Между женщиной «бальзаковского возраста» (актрисе Ольге Жизневой, жене Абрама Роома, было во время съемок 37 лет) и юношей, вероятно, ровесником Октября, пролегает не только возрастная и социальная пропасть, но — что куда неотвратимее — исторический разлом, насильственная смена эпох. Своего рода несостоявшееся «бабье лето» героини, так и не позволившей себе даже подумать о возможности ответить взаимностью на открытые и пугающие проявления чувств юного дискобола, вступает в неразрешимое противоречие с предлетним ощущением немедленной и непременной реализации своего права на радость и счастье, что переполняет тело и душу комсомольца. Есть некое непостижимое предостережение в том, как натура южного лета, которое, кажется, продлится вечность, подобно и этой неиссякаемой молодости, в свою очередь вызывающей подсознательную зависть у прошедших «земную жизнь до половины» (любопытно, что Роом снял столь этапную картину в возрасте 42 лет — сравните по этому принципу с «8 1/2» Феллини, «Июльским дождем» Хуциева, «Всё на продажу» Вайды, «Зеркалом» Тарковского), таит в себе скрытую угрозу стремительного краха.
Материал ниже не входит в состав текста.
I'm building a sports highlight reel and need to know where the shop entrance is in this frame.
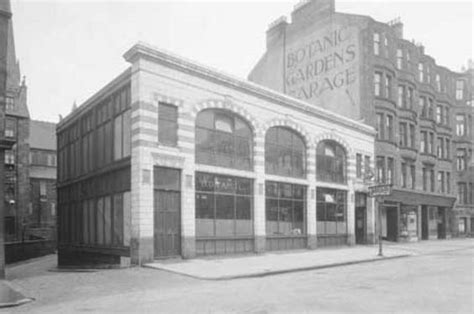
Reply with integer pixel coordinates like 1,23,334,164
154,167,181,258
421,205,429,240
385,207,398,242
438,207,446,239
355,193,367,244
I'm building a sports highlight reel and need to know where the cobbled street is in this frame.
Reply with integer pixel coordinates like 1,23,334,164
4,239,474,313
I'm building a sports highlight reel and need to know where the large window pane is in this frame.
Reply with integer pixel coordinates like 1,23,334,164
196,173,253,237
265,181,306,236
196,110,252,170
316,141,346,183
265,127,306,177
316,188,347,234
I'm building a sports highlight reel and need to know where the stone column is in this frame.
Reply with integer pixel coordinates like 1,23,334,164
253,134,266,253
130,147,154,265
126,61,158,265
306,147,318,249
347,156,356,245
416,205,422,241
181,167,196,258
366,197,377,244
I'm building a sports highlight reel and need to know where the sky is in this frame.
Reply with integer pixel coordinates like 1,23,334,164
11,0,473,122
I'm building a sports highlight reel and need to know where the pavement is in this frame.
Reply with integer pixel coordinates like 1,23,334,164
144,244,417,280
0,280,32,308
0,239,474,313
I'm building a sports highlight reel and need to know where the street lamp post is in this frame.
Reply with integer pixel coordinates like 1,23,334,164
376,197,383,256
369,184,392,256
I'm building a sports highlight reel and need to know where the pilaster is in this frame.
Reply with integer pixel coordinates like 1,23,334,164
253,134,266,253
306,147,318,249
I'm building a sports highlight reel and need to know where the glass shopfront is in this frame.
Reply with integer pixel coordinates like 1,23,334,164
196,172,253,254
265,127,306,178
196,109,253,170
265,181,306,249
316,188,347,246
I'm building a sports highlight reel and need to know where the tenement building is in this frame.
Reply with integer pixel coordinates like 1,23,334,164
1,2,30,242
452,60,474,237
27,120,56,239
57,43,375,265
249,0,473,241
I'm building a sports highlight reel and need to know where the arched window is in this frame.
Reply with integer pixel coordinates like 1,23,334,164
265,127,306,178
196,109,253,170
316,141,346,183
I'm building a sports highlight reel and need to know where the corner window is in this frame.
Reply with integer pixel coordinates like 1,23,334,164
316,141,346,183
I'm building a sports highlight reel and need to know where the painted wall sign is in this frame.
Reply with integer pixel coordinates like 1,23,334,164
284,25,360,114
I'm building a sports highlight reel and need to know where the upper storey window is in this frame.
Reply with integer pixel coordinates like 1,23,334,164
5,96,15,111
265,127,306,178
418,62,425,82
385,74,392,99
158,103,178,146
435,74,441,92
374,72,382,96
456,80,464,100
397,48,403,70
456,114,466,136
5,118,16,138
374,33,380,56
383,36,388,58
196,109,253,170
316,141,346,183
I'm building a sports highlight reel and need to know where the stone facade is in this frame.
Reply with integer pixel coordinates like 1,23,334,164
249,0,472,241
57,44,375,265
125,44,374,264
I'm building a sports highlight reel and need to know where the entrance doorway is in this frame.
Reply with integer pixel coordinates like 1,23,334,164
421,205,429,240
154,167,181,258
385,207,398,242
355,193,367,244
438,207,446,239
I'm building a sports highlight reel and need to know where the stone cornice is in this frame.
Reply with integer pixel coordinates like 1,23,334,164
56,68,131,131
123,42,375,136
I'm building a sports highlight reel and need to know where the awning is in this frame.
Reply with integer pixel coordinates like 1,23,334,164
384,189,456,207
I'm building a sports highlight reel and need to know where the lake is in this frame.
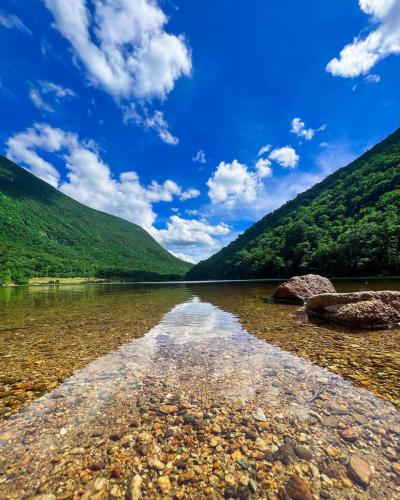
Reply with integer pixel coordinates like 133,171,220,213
0,280,400,500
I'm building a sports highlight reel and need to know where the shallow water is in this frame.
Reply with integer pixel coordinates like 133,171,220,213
0,282,400,499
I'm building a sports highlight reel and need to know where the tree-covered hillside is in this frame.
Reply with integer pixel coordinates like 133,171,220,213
0,157,190,284
188,129,400,279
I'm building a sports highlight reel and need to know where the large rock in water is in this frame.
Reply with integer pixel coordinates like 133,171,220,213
306,291,400,328
273,274,335,303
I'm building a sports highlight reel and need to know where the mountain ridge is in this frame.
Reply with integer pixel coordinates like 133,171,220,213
0,156,191,283
188,129,400,279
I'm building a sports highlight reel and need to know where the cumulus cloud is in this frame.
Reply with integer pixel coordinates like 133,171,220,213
268,146,300,168
44,0,192,100
290,118,326,141
124,103,179,146
29,82,76,113
257,144,272,156
155,218,233,263
256,158,272,179
326,0,400,78
7,124,200,230
7,124,230,262
364,73,381,83
192,149,207,164
158,215,230,248
0,11,31,34
207,160,259,206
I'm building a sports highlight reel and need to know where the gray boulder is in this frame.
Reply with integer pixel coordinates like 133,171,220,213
272,274,335,304
306,291,400,328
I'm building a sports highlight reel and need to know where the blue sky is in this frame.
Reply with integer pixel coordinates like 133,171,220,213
0,0,400,261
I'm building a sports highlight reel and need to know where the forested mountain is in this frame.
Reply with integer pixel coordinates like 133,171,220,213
0,157,190,284
188,129,400,279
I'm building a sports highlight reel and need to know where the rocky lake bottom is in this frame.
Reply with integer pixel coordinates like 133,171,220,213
0,281,400,500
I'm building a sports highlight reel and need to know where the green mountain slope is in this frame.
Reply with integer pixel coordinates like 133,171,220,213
188,129,400,279
0,157,191,282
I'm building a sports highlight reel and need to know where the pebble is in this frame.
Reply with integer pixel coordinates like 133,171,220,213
81,477,107,500
157,476,171,493
348,456,372,488
392,463,400,476
339,429,358,443
253,408,267,422
285,474,312,500
127,474,143,500
254,437,268,451
294,445,314,460
158,405,178,415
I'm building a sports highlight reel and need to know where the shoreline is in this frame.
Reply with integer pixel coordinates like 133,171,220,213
0,276,400,290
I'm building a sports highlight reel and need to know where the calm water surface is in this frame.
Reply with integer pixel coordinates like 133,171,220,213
0,281,400,500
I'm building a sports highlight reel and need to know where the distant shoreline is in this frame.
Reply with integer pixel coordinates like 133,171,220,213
0,276,400,289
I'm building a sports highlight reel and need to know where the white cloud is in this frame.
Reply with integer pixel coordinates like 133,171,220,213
326,0,400,78
147,180,200,202
158,215,230,248
364,73,381,83
124,103,179,146
0,11,31,34
207,160,258,206
7,124,200,230
257,144,272,156
29,82,76,113
7,124,230,262
44,0,192,100
144,111,179,146
256,158,272,179
268,146,300,168
290,118,326,141
193,149,207,164
290,118,315,141
153,215,232,263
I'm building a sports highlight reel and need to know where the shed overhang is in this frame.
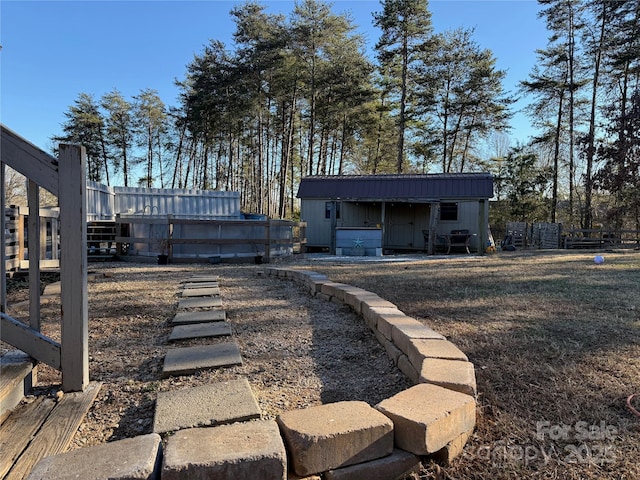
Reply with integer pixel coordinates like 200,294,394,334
297,173,493,203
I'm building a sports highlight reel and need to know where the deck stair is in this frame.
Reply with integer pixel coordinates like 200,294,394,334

Зыбкая частная пастораль обернется общественной и более того — всемирной катастрофой. За летом 1936 года последует страшный 1937-й. Стремящийся выжить и приспособиться к режиму полуопальный Абрам Роом будет вынужден к июню 1939 года, почти накануне своего 45-летия, подготовить к выпуску на экран новую «оборонную» работу «Эскадрилья № 5», которая на стадии съемок вообще называлась пророчески: «Война начинается». А еще через два года, именно летом, разразится настоящая война, абсолютно не такая легкая и скоротечная, как виделось.
Кудрявцев С. Строгое дыхание лета // Экран и сцена. 1998. № 32-33.